What is Qualtrics?

Per Qualtrics: “We build technology that closes experience gaps.”

Basically, it is an online survey/data collection software platform.

Their customer base includes:


Getting CSV Data from Qualtrics

There are basically two paths to getting csv data from Qualtrics: Indirect and Direct.


Research Problem:

How does one reduce potential error and the amount of steps to export CSV files from Qualtrics to R?

Historically, indirectly exporting .csv data from Qualtrics and uploading to R has been more complicated than it needs to be.

Problem with Indirect Export

The .csv files includes rows with extraneous information.

By adding a third row (when using Qualtrics’s current standard way of exporting .csv data), Qualtrics’s .csv files cannot be read properly by standard import functions in R (e.g., read.csv()).

R interprets the whole data frame as text/string because the second row includes characters rather than numbers.

These extra rows invites more errors importing data into R.


Benefits of Using a Qualtrics API

Automate repetitive processes and pass information in and out of Qualtrics.

Reduce error.

Setting up a Survey

Insert Survey Page — —

Viewing all Surveys


Generating a Token


How to Get Started with Qualtrics in R

To use the API feature, the package “qualtrRics” is necessary. If not using the API, it is not needed. I also loaded tidyverse to be able to transform the data.

The Qualtric API Reference Homepage has a Qualtrics API Extension Overview: https://www.qualtrics.com/support/integrations/api-integration/overview/

Load Libraries

library(qualtRics)
library(tidyverse)
## -- Attaching packages --------------------------------------- tidyverse 1.3.1 --
## v ggplot2 3.3.5     v purrr   0.3.4
## v tibble  3.1.4     v dplyr   1.0.7
## v tidyr   1.1.3     v stringr 1.4.0
## v readr   2.0.1     v forcats 0.5.1
## -- Conflicts ------------------------------------------ tidyverse_conflicts() --
## x dplyr::filter() masks stats::filter()
## x dplyr::lag()    masks stats::lag()
library(leaflet)

INDIRECT METHOD

Downloading CSV file to GitHub and uploading it in R

SurveyDownload <- read.csv("https://raw.githubusercontent.com/professorfoy/DATA-607/main/DATA%20607%20Qualtrics%20Usage%20Survey_November%206%2C%202021_09.00.csv")

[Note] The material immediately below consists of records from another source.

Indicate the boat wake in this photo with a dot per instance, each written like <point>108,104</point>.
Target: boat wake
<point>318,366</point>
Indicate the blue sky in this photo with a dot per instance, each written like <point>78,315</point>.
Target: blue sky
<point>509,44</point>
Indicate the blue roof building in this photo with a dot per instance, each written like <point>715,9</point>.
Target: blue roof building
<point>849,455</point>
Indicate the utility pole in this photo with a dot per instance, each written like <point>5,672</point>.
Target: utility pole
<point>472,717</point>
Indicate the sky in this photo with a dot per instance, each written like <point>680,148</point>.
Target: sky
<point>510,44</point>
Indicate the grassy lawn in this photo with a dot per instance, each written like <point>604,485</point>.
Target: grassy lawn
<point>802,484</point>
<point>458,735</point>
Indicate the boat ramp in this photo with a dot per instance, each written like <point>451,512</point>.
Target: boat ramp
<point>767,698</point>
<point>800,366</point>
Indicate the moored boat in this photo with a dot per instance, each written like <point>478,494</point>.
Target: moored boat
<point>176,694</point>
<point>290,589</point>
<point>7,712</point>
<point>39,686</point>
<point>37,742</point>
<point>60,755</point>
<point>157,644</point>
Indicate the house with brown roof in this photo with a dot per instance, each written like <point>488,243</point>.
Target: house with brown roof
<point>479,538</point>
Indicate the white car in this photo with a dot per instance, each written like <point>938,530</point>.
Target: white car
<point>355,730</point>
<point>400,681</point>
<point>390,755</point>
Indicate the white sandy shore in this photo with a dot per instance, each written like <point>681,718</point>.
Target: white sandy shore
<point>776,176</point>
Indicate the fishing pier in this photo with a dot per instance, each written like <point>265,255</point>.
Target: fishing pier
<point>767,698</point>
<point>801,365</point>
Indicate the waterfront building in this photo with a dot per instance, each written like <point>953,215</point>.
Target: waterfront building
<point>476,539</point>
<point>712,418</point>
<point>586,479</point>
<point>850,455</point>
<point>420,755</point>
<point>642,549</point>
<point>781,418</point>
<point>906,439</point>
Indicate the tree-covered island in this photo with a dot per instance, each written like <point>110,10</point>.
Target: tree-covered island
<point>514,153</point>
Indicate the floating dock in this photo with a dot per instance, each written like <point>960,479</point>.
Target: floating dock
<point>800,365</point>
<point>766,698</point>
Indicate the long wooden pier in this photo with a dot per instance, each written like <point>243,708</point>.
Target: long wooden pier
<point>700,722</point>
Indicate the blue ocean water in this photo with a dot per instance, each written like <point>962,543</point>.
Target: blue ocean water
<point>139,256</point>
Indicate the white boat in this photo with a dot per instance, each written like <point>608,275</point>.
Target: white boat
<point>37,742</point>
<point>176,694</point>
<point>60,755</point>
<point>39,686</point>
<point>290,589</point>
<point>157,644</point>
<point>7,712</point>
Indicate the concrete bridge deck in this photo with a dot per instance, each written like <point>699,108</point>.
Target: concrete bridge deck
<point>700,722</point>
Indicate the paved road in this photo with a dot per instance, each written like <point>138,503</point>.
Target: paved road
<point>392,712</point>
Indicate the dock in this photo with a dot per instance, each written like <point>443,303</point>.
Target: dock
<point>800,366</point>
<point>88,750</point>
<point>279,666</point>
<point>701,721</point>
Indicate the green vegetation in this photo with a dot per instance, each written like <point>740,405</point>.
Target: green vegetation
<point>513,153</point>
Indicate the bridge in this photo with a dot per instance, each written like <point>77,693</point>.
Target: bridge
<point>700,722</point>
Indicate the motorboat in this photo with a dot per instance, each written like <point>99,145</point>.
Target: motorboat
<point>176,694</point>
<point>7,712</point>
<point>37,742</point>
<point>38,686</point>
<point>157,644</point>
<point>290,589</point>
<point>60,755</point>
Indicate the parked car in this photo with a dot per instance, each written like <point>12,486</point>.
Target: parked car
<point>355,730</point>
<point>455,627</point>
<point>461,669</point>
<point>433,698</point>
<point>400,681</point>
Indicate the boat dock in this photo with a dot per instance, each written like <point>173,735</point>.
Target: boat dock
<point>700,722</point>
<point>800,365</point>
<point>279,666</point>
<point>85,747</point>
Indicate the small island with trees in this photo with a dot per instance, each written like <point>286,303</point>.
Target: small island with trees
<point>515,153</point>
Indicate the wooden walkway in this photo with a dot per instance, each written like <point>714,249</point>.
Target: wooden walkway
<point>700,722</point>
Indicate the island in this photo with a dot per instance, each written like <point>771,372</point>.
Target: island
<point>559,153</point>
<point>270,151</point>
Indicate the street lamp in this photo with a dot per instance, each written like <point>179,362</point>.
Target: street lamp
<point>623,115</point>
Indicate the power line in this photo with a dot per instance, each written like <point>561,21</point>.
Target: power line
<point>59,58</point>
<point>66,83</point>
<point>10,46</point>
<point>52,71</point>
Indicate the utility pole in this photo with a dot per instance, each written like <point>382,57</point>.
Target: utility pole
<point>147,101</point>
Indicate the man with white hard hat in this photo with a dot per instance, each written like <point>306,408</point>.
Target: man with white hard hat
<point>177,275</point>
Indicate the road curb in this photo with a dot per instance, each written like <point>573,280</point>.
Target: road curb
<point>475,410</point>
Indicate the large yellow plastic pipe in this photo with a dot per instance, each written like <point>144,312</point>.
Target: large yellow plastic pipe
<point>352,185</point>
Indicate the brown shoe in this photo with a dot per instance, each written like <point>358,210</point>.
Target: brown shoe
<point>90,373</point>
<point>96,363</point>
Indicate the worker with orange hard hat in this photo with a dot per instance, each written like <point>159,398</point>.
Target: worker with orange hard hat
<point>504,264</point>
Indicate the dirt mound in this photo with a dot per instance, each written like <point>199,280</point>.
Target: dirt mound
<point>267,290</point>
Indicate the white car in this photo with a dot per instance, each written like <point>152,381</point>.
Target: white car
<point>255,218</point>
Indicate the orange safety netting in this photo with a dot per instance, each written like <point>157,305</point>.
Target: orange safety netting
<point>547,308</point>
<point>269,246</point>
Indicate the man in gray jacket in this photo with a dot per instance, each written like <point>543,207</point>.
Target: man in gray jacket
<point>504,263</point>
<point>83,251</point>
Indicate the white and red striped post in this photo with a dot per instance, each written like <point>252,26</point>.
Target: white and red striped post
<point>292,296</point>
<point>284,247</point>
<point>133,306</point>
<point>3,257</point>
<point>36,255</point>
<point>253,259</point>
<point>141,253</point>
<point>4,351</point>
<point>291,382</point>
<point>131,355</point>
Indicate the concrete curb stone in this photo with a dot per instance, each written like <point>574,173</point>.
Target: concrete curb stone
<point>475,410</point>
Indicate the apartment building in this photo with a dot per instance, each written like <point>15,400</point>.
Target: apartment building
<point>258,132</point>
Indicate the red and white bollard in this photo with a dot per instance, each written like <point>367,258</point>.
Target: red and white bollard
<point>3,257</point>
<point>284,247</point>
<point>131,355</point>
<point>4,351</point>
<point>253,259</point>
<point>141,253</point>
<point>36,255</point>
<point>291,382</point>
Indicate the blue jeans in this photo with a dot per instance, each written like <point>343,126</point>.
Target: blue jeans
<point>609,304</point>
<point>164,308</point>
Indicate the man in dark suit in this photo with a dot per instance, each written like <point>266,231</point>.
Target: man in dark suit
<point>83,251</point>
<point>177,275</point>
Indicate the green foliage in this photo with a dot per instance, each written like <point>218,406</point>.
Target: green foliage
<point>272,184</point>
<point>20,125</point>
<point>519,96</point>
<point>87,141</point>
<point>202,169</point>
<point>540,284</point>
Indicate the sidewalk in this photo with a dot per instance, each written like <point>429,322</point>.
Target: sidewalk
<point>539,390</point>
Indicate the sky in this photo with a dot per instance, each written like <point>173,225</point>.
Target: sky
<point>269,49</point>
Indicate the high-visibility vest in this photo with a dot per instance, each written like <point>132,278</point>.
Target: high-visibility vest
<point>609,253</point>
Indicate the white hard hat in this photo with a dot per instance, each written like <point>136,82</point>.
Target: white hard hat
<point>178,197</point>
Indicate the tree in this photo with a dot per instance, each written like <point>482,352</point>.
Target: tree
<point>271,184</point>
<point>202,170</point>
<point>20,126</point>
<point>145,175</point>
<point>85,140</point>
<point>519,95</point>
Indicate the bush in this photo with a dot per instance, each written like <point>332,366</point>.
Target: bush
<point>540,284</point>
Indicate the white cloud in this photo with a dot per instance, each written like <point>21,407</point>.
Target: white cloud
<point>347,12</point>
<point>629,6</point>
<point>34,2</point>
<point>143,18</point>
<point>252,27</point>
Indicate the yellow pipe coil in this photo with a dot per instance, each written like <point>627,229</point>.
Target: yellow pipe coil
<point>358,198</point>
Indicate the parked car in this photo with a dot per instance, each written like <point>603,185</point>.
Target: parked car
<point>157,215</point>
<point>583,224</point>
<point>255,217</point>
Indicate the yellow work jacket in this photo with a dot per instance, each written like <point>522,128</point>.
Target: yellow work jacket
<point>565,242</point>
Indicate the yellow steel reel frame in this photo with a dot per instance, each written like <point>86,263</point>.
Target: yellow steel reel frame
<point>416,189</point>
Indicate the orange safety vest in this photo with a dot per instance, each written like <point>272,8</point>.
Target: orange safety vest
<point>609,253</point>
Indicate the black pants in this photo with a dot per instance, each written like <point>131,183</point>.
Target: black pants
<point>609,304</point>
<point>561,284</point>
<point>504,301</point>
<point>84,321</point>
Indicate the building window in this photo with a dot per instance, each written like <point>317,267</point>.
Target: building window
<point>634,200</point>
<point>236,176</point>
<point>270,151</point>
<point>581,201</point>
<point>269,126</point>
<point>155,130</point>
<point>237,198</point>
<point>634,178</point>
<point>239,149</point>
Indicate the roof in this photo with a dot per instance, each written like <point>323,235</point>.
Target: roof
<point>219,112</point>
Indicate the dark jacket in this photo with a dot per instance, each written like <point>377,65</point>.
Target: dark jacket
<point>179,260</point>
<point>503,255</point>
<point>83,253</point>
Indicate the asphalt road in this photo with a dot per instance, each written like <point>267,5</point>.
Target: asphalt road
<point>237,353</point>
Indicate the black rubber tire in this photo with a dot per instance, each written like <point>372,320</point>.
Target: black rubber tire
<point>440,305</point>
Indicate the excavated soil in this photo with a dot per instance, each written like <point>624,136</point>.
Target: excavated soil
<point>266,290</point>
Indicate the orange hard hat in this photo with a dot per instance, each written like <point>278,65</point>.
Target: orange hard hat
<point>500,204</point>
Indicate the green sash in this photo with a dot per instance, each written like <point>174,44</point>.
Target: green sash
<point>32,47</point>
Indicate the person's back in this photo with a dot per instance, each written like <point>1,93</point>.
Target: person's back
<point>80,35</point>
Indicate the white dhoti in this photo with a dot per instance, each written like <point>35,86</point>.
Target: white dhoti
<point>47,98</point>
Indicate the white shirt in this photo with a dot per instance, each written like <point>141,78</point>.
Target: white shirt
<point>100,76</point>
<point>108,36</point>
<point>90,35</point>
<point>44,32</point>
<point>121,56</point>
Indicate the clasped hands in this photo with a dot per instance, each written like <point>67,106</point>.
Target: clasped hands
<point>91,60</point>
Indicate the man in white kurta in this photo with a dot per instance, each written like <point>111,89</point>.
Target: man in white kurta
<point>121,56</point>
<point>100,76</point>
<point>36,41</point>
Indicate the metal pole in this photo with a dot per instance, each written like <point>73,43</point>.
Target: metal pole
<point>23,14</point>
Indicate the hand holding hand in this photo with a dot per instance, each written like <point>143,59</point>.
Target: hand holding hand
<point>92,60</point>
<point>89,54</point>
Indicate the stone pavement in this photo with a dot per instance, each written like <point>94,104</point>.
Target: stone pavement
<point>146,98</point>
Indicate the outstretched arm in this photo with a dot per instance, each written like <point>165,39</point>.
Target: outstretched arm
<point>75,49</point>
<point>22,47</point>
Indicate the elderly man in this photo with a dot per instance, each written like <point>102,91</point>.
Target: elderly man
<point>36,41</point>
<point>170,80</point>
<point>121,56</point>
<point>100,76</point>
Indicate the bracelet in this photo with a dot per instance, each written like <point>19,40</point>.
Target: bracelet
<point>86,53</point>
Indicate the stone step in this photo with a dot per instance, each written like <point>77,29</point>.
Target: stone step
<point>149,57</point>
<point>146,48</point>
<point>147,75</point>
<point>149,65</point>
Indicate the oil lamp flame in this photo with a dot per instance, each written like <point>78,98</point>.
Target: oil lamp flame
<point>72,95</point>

By default, Qualtrics will generate a number of extraneous columns:

view(SurveyDownload)
names(SurveyDownload)
##  [1] "StartDate"             "EndDate"               "Status"               
##  [4] "IPAddress"             "Progress"              "Duration..in.seconds."
##  [7] "Finished"              "RecordedDate"          "ResponseId"           
## [10] "RecipientLastName"     "RecipientFirstName"    "RecipientEmail"       
## [13] "ExternalReference"     "LocationLatitude"      "LocationLongitude"    
## [16] "DistributionChannel"   "UserLanguage"          "Q2"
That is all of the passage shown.